The Supreme Court decided that the answer must be whether the Claimant had capacity to make decisions in the larger claim that should have been brought on her behalf.

The Court then considered whether it could regularise the settlement actually agreed, or whether it needed to be reopened notwithstanding the length of time that had passed.

The Court recognised that, provided everyone had acted in good faith and there was no manifest disadvantage to the Claimant, it would be usual for the Court to endorse the settlement actually agreed. However, each case turned on its facts and the Court did not consider it would be just to do that in this case.

The Court further considered that the normal rule of English law, namely that a contract made by a person who lacks capacity is valid (but voidable) except where the other party ought to have known about the lack of capacity does not apply to the compromise of civil claims.

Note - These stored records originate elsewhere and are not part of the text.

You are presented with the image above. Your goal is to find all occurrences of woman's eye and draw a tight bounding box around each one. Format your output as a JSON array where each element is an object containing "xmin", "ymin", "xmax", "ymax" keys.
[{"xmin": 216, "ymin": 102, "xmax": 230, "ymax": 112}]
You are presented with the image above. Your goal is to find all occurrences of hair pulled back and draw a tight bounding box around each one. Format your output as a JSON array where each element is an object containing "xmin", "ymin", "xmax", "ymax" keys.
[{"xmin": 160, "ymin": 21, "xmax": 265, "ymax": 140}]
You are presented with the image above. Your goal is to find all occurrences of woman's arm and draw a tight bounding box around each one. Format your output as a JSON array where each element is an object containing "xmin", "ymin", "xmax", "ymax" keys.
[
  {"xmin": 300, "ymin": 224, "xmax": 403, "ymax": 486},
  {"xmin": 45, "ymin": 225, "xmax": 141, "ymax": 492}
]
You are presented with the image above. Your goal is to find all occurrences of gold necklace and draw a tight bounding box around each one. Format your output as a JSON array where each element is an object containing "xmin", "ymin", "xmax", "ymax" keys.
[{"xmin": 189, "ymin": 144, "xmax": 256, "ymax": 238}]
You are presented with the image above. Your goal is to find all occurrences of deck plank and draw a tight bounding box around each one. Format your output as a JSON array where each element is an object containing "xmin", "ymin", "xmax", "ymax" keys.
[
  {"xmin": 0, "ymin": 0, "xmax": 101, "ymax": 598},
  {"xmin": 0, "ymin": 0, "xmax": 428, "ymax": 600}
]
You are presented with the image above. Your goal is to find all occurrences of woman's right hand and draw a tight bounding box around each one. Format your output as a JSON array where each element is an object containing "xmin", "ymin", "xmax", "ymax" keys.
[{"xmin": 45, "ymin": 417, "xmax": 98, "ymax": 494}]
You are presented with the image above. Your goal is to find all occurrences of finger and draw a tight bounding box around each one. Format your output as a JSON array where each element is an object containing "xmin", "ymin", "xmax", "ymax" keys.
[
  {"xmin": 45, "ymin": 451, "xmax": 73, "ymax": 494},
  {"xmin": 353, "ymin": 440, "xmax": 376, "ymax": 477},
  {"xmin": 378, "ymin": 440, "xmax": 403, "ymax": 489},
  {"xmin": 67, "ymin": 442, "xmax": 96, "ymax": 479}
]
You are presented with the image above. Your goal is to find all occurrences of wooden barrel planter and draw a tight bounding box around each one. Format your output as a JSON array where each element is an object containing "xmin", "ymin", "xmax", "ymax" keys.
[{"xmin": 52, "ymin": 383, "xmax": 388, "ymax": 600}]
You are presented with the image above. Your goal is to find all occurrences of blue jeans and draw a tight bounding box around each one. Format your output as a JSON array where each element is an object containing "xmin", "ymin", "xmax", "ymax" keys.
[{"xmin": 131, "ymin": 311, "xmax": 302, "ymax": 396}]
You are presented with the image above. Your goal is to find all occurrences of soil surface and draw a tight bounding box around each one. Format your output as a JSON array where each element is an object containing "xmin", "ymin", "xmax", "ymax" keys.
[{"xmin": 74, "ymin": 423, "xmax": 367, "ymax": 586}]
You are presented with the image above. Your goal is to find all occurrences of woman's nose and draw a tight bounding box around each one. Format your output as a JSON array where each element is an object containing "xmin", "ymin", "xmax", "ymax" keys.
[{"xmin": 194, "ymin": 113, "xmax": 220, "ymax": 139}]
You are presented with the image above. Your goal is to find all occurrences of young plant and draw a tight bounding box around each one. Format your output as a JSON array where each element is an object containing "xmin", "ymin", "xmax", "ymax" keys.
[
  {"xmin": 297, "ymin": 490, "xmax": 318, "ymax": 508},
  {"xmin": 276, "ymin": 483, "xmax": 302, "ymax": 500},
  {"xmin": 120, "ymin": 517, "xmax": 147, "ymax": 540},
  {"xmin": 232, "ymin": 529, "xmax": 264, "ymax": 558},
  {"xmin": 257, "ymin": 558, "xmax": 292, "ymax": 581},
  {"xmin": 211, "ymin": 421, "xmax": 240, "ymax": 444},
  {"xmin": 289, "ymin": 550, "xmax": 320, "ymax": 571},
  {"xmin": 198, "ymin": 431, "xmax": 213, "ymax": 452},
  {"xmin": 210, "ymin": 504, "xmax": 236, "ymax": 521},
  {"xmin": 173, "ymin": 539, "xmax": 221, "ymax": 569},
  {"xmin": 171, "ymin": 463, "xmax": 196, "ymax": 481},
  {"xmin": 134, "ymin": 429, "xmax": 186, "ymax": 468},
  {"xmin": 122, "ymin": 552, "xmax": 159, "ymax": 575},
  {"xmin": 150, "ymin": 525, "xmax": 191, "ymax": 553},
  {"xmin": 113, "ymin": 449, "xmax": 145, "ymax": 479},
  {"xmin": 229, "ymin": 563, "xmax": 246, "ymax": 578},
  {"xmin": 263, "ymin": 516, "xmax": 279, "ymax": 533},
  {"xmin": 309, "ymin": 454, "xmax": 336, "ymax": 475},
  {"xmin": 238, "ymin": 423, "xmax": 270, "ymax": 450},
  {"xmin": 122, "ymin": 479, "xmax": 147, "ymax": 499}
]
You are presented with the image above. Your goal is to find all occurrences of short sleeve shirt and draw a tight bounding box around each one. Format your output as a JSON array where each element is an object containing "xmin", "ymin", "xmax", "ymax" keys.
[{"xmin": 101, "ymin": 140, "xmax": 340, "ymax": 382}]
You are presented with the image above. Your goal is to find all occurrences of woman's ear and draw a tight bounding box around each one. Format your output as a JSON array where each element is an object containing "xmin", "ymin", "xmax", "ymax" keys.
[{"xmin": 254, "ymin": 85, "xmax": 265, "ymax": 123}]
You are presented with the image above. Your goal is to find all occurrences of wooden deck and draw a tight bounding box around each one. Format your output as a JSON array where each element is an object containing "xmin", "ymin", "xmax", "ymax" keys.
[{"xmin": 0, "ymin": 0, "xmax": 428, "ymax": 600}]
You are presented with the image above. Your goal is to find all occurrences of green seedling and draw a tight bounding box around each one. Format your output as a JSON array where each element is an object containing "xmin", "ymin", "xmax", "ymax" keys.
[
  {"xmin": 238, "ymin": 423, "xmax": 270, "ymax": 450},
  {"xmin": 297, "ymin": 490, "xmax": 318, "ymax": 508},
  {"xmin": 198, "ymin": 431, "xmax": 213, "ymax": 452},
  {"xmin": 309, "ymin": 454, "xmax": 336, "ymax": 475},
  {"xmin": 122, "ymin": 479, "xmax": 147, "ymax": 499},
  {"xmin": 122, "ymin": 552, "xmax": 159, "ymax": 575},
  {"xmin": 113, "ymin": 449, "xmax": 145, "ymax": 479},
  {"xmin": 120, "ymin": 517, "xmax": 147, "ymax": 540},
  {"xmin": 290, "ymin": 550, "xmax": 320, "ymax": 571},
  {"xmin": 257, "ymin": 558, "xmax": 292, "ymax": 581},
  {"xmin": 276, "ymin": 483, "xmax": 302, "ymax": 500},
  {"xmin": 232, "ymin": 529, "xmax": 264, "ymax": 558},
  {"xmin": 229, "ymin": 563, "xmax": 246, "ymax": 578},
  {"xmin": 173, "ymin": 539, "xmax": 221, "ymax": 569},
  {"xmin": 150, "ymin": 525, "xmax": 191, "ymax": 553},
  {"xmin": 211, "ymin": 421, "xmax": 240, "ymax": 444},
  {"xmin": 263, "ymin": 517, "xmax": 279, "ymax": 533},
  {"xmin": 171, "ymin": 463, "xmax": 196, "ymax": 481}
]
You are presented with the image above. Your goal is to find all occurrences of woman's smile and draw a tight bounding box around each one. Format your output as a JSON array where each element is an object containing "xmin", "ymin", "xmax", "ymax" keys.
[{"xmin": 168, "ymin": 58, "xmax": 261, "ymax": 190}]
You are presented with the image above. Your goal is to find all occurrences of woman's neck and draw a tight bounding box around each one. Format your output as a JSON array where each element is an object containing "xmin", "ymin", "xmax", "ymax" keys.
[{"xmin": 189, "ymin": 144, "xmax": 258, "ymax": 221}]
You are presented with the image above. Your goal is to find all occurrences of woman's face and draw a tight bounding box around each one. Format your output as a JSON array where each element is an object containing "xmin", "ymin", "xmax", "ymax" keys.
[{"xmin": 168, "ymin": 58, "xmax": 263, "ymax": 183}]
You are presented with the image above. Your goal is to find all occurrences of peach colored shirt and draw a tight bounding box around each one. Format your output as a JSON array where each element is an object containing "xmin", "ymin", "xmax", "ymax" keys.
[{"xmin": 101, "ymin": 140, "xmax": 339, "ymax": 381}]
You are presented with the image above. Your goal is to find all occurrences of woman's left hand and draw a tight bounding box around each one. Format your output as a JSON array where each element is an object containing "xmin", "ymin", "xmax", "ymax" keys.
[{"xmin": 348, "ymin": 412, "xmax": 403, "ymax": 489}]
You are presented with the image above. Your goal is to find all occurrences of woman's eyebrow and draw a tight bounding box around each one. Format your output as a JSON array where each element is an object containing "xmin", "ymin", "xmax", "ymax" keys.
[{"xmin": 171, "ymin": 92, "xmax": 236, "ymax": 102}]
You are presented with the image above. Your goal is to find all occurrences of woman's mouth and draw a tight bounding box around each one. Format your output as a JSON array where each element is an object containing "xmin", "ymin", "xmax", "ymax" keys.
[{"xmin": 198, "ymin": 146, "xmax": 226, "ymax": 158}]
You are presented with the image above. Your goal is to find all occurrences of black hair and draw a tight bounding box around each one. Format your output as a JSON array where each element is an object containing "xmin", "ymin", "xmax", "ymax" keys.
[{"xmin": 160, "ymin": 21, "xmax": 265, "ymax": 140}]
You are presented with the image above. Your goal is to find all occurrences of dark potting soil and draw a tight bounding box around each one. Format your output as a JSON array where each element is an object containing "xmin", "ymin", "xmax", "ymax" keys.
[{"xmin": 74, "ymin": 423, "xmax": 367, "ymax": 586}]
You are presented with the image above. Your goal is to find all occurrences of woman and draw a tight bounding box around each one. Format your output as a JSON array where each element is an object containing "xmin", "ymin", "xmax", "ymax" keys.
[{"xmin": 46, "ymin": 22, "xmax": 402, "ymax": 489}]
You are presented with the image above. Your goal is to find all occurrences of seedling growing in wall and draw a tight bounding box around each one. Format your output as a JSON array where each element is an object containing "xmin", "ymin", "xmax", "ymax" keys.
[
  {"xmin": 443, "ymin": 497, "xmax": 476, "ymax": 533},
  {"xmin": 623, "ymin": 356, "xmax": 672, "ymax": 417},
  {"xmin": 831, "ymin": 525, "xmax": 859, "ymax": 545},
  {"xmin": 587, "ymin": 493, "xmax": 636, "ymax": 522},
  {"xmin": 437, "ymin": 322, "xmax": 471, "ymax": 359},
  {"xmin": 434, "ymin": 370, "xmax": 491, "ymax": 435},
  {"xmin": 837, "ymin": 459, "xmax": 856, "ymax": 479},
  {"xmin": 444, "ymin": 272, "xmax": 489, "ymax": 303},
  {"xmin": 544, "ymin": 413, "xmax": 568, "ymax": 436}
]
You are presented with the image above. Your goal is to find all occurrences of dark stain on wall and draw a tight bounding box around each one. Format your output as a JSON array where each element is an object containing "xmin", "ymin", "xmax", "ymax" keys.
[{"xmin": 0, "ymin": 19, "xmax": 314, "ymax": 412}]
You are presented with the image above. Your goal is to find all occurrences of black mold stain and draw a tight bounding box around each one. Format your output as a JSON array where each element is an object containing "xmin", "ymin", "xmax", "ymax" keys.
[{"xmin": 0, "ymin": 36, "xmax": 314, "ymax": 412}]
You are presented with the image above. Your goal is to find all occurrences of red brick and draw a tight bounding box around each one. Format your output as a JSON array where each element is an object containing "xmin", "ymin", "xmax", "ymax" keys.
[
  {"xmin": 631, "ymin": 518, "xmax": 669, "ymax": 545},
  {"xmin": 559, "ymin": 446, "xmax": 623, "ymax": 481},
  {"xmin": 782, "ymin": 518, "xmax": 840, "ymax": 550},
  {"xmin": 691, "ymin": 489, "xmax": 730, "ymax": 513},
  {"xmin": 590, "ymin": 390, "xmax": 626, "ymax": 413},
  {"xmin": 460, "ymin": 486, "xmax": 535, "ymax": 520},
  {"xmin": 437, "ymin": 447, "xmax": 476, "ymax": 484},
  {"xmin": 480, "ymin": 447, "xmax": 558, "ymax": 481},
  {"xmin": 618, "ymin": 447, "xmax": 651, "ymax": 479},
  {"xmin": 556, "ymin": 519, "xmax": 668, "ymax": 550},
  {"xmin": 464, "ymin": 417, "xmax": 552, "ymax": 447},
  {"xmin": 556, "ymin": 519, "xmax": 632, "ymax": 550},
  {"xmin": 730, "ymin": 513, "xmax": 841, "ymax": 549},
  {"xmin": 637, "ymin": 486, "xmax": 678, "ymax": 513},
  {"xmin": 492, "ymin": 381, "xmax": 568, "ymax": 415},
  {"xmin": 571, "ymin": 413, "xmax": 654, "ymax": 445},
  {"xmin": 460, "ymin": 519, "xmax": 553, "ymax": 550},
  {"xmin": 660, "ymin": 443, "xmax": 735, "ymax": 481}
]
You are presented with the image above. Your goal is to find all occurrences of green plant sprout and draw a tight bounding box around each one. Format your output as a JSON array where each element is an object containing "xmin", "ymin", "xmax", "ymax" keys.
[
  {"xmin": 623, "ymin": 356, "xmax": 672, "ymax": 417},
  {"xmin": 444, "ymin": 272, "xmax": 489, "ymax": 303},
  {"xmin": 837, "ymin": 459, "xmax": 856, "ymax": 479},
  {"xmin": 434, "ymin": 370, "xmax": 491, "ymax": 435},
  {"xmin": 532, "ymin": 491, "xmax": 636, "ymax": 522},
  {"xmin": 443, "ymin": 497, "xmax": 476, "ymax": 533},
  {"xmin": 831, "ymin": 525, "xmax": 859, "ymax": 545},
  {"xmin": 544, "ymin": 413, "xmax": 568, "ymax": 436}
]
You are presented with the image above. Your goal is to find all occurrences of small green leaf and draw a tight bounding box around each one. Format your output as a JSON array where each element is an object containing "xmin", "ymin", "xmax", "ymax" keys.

The rules require that the Claimant should have had a litigation friend from the outset, and that any settlement should have been approved by the Court. Accordingly the Consent Order was set aside and the case was remitted for trial.

Key points for defendants

  • When deciding whether a person has or lacks mental capacity to conduct legal proceedings, the capacity test has to be applied to the proceedings as they should have been brought, not as they were actually brought
  • The Courts will set aside settlements entered by a person under a disability who has not had the benefit of a litigant in person and where the settlement has not been approved by the Court, unless there is no manifest disadvantage to the person under a disability in the position being regularised
  • A Defendant, who acted in good faith throughout and had no reason to suppose a Claimant was under a disability, could find proceedings being reopened many years after they believe the matter had been resolved
  • Defendants should ensure that the Claimant instructs the correct expert and ensure that the expert is instructed on the proper test of capacity (and if possible raise pertinent Part 35 questions)
  • Defendants should ask the Court to invoke its inherent jurisdiction to approve settlement, even though it may be accepted that the Claimant is not a protected party at the particular juncture (in accordance with Coles v Perfect 2013)

The content of this article is intended to provide a general guide to the subject matter. Specialist advice should be sought about your specific circumstances.